ITによる省エネ効果はITの電力消費を大きく上回る

 経済産業省の予測した,2006年から2025年にかけてのITが省エネルギに果たす役割は,以下の通り。2025年時点で,ITによる社会の省エネ効果は,4900億kWHに達する。一方,2025年時点でのIT機器の消費電力は1000億kWH強であるため,IT機器自身が消費する電力よりも,IT機器によって得られる社会の省エネ効果の方がはるかに大きいことになる。

 亀尾氏はITによる省エネの具体例も,いくつか示した。

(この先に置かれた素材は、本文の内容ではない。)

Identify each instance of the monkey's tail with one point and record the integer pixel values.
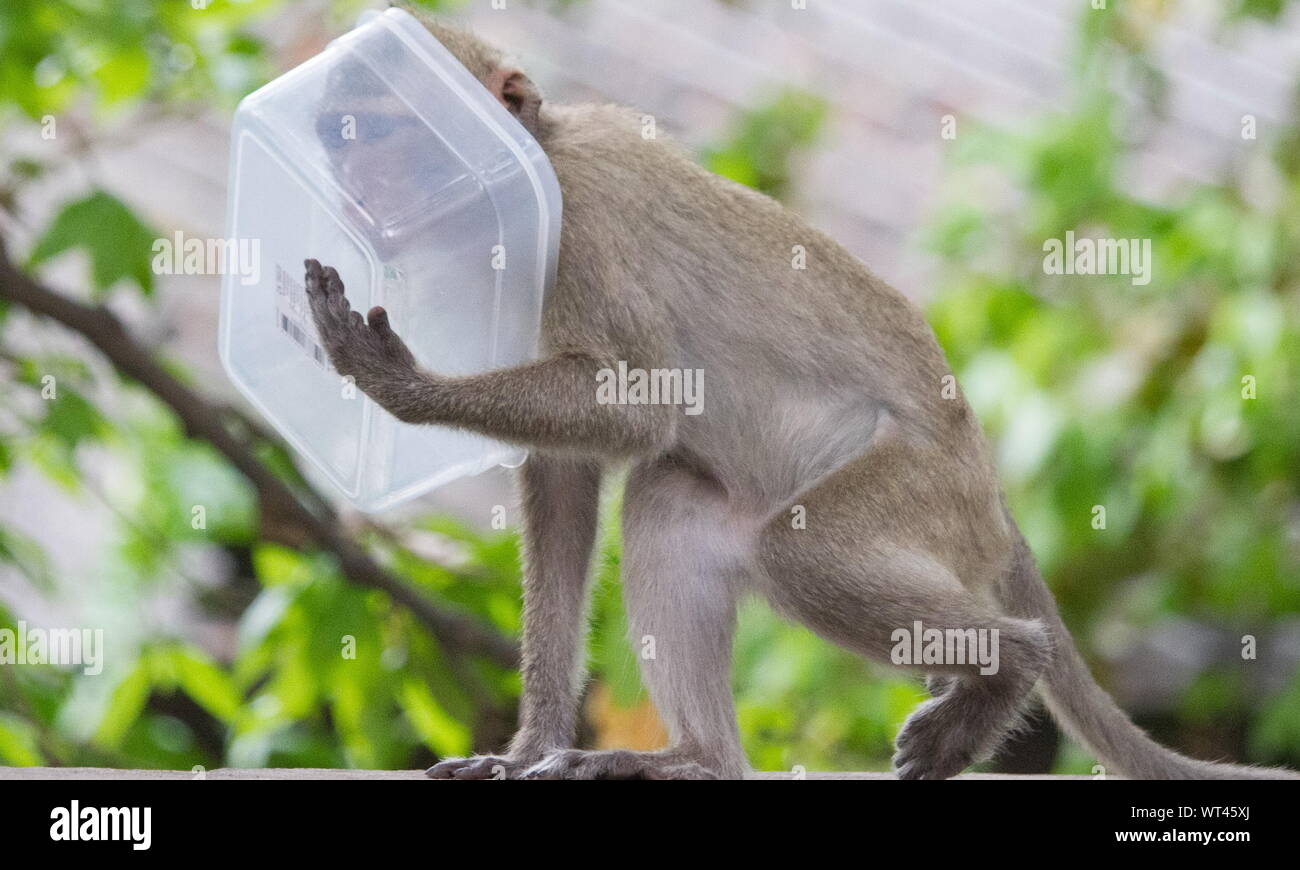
(1086, 710)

例えば,役所が電子申請システムを導入することで電力を85%削減,自動車がITS車載ステーションを導入することでCO2を19%削減,企業が電子会議システムを導入することで,CO2を79%削減できるという。

 家電や照明などエレクトロニクス機器における省エネへのITの貢献度も高い。家庭の電力消費は,エアコン(25.2%),冷蔵庫(16.1%),照明器具(16.1%),テレビ(9.9%)で,全体の7割を占める。ここで,エアコンや冷蔵庫などは,2010年に145億kWHの削減,2025年に457億kWHの削減が見込まれる。削減額のうち,ITによる貢献度は30%程度という。